Karine Bouchard

Health Behaviors and Psychological Distress in Women Initiating BRCA1/2 Genetic Testing: Comparison with Control Population

The study objective was to compare breast cancer screening practices, lifestyle behaviors and psychological distress among 640 women initiating BRCA1/2 testing to those among 9,498 similarly-aged women from the general population. Health behaviors and psychological distress were reported in a self-administered questionnaire at pre-test genetic counseling. Regression analyses indicate that high-risk women were more frequently performing breast cancer screening and, in the case of those previously diagnosed with cancer, were more likely to be non-smokers and physically active than women from general population. However, women initiating BRCA1/2 testing were significantly more distressed than controls. Globally, high-risk women seemed to be well informed about recommendations for women who are at high risk and to have access to screening adapted to their risk level. Given their significant psychological distress, providing minimal psychosocial support to all women undergoing BRCA1/2 testing at pre-test genetic counseling is relevant.

Exploring resources for intrafamilial communication of cancer genetic risk: we still need to talk

While the importance of intrafamilial communication of hereditary cancer risk has been acknowledged, the factors that promote and act as barriers to patients disclosing their information to their families are complex and emerging. This raises the question: How are patients guided in practice to contemplate intrafamilial communication? Focusing on breast cancer, we conducted an exploratory study examining current resources supporting patients and health-care professionals, and isolated the messages surrounding intrafamilial communication of cancer risk. We find the duty for health-care professionals to counsel patients regarding intrafamilial communication is acknowledged to varying degrees by multiple actors in the cancer care delivery landscape, including health-care professional associations, health service organizations, and patient groups. A range of medical, psychosocial, and other factors underlying intrafamilial communication are acknowledged in messages to patients. Patients, however, are often referred to a single group of health-care professionals to discuss their diverse and complex needs. At the same time, messages aimed at patients appear to place the emphasis on barriers that could exist for patients contemplating intrafamilial communication, while highlighting the benefits families derive from such communication. Taken together, this points to a lack of coherence within materials directed to patients and suggests the need to do coordinated research among stakeholders to address two related issues: (1) determining who are the actors best positioned to send messages surrounding intrafamilial communication to patients and (2) addressing the content of messages conveyed in patient materials.

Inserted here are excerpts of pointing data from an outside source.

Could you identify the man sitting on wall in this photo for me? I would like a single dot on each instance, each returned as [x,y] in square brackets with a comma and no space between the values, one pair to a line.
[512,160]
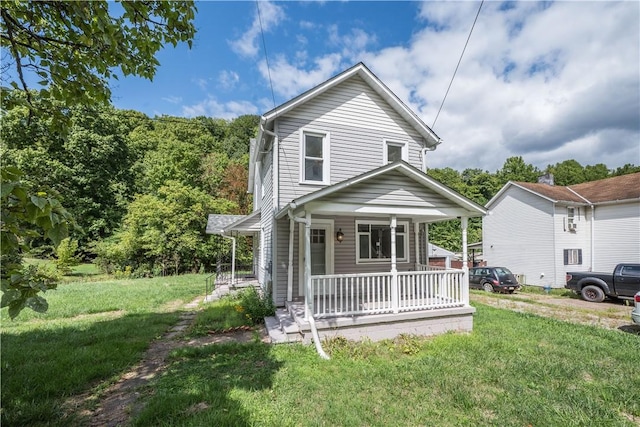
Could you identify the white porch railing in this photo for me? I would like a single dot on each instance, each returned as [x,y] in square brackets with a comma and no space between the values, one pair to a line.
[373,293]
[425,267]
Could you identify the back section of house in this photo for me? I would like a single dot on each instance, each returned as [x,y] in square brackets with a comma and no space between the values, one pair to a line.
[518,234]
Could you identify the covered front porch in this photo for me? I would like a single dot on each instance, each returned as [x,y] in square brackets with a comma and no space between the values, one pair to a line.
[364,266]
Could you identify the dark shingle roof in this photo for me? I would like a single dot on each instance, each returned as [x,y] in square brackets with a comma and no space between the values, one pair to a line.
[623,187]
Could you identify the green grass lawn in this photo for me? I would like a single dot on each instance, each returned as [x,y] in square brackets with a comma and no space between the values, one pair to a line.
[513,370]
[91,333]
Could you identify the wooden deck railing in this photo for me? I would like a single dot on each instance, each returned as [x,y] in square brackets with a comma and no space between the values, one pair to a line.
[372,293]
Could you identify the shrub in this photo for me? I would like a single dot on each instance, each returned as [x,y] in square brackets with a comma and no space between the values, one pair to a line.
[66,255]
[256,306]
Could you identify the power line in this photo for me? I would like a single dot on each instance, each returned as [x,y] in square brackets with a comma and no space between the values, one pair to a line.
[459,60]
[266,57]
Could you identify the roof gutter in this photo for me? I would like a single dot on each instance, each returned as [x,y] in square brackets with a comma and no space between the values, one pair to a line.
[276,160]
[307,279]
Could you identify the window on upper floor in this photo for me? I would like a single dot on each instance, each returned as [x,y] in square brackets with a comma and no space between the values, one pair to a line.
[572,217]
[572,256]
[314,157]
[394,151]
[374,241]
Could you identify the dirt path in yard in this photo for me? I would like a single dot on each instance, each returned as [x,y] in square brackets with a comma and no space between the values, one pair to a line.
[117,405]
[608,314]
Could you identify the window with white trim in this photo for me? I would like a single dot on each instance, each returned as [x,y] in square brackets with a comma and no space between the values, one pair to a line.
[314,157]
[374,241]
[571,216]
[572,256]
[394,151]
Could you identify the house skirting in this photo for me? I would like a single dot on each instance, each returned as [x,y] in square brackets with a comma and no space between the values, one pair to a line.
[387,326]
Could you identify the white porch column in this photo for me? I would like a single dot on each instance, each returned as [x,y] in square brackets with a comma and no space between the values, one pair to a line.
[426,243]
[416,240]
[308,297]
[394,270]
[465,264]
[290,265]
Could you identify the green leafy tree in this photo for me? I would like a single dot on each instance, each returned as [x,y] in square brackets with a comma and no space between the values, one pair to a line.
[515,169]
[595,172]
[66,255]
[164,233]
[75,48]
[91,167]
[26,213]
[626,169]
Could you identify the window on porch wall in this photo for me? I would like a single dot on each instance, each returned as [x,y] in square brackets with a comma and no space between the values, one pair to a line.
[374,241]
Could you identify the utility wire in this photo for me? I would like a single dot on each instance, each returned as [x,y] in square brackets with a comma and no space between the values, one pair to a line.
[266,57]
[459,60]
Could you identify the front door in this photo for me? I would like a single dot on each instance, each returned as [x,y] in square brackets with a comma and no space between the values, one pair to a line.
[321,250]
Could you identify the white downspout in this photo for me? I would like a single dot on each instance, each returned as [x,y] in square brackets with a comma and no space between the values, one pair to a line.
[423,154]
[416,240]
[465,264]
[276,159]
[394,271]
[593,237]
[426,244]
[307,280]
[290,267]
[233,258]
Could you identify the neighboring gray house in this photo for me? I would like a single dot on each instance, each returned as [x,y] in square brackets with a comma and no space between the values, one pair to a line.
[337,176]
[542,231]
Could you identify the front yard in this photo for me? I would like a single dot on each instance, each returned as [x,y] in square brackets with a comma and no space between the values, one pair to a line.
[514,369]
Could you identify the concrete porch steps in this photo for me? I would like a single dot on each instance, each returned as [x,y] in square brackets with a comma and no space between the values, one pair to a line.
[282,328]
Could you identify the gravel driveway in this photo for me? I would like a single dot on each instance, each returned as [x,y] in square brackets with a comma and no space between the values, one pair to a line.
[608,314]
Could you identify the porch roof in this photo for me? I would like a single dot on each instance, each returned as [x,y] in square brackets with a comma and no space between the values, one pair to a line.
[223,224]
[396,188]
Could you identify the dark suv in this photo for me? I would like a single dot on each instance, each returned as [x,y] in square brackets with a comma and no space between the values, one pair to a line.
[493,279]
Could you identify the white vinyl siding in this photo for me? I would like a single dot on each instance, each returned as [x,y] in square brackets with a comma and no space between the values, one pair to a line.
[518,234]
[577,237]
[373,242]
[617,235]
[358,121]
[393,151]
[266,222]
[394,189]
[315,164]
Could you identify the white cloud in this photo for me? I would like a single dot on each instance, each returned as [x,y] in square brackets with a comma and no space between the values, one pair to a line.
[545,81]
[213,108]
[290,80]
[173,99]
[270,16]
[201,83]
[228,79]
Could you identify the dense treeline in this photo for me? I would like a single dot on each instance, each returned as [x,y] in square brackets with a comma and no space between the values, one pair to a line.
[140,188]
[480,186]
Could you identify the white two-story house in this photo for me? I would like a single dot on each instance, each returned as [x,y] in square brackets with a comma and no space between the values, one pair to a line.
[540,230]
[341,212]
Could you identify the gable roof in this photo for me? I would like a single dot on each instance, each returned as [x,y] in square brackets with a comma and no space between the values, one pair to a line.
[430,138]
[624,187]
[602,191]
[400,166]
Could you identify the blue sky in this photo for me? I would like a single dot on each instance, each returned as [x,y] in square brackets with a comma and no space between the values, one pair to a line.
[548,81]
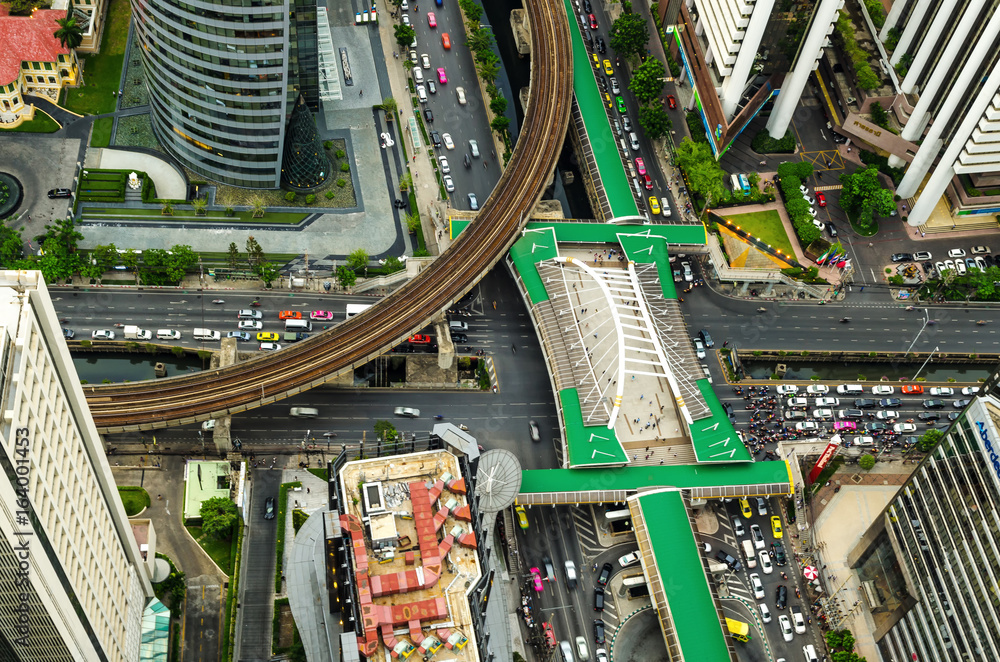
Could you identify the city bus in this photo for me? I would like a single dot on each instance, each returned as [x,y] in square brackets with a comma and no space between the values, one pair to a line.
[356,308]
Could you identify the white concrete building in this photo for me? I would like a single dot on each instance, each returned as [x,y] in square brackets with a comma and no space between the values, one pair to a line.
[72,580]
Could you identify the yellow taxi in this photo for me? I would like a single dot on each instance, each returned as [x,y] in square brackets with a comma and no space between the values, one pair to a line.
[522,517]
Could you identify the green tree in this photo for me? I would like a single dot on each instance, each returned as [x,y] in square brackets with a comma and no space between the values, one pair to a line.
[928,440]
[358,259]
[234,256]
[218,516]
[267,272]
[654,120]
[648,80]
[629,35]
[863,196]
[404,35]
[69,34]
[346,277]
[704,173]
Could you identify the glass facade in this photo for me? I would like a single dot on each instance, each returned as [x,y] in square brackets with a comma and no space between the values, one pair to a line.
[929,565]
[220,75]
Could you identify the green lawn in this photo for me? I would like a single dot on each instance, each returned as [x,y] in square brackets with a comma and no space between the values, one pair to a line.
[42,123]
[764,225]
[101,135]
[134,499]
[221,551]
[102,71]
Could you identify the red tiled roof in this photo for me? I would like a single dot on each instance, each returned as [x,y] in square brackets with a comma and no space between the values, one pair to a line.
[29,39]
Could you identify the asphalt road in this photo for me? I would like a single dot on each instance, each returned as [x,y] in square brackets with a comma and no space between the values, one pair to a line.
[463,122]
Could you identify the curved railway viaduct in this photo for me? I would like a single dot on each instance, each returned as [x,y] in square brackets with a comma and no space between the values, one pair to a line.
[233,389]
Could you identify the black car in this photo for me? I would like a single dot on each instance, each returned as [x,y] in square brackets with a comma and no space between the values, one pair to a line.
[598,631]
[779,554]
[602,579]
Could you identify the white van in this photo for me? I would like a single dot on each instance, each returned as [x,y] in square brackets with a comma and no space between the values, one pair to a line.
[206,334]
[749,553]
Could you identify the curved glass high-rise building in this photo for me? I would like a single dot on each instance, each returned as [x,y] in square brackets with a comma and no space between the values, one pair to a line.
[222,79]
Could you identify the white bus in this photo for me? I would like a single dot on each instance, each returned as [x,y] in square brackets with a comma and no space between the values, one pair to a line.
[356,308]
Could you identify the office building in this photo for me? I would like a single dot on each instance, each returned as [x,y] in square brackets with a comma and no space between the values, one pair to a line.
[223,78]
[927,564]
[73,585]
[738,54]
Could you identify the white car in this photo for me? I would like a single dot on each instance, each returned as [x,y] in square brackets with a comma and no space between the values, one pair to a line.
[628,559]
[798,620]
[786,627]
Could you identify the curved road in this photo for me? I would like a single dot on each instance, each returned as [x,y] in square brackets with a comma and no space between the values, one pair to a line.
[150,405]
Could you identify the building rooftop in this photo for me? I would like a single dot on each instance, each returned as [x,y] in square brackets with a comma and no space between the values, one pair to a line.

A focus group study on breast cancer risk presentation: one format does not fit all

Identifying a strategy that would optimize both the communication and understanding of the individual breast cancer risk remains a considerable challenge. This study explored the preferences of women with a family history of breast cancer about six presentation formats of individual breast cancer risk, as calculated from a risk prediction model. Thirty-four unaffected women attending genetic counseling because of a family history of breast cancer participated in six focus groups conducted in Québec City (2), Montréal (2) and Toronto (2), Canada. Six risk formats were presented for a fictitious case involving a 35-year-old woman (1—numerical: cumulative risk probabilities by age until 80 years; 2—risk curves: probabilities expressed in a risk curve that also provided a risk curve for a woman with no family history in first-degree relatives; 3—relative risk of breast cancer by age 80 years; 4 and 5—absolute risk of breast cancer and absolute chance of not developing breast cancer in the next 20 years; 6—qualitative: color-coded figure). Participants were asked to indicate their appreciation of each format. A group discussion followed during which participants commented on each format. The most and least appreciated formats were risk curves and relative risk, respectively. Overall, participants advocated the use of formats that combine quantitative, qualitative and visual features. Using a combination of approaches to communicate individual breast cancer risks could be associated with higher satisfaction of counselees. Given the increasing use of risk prediction models, it may be relevant to consider the preferences of both the counselee and the professional.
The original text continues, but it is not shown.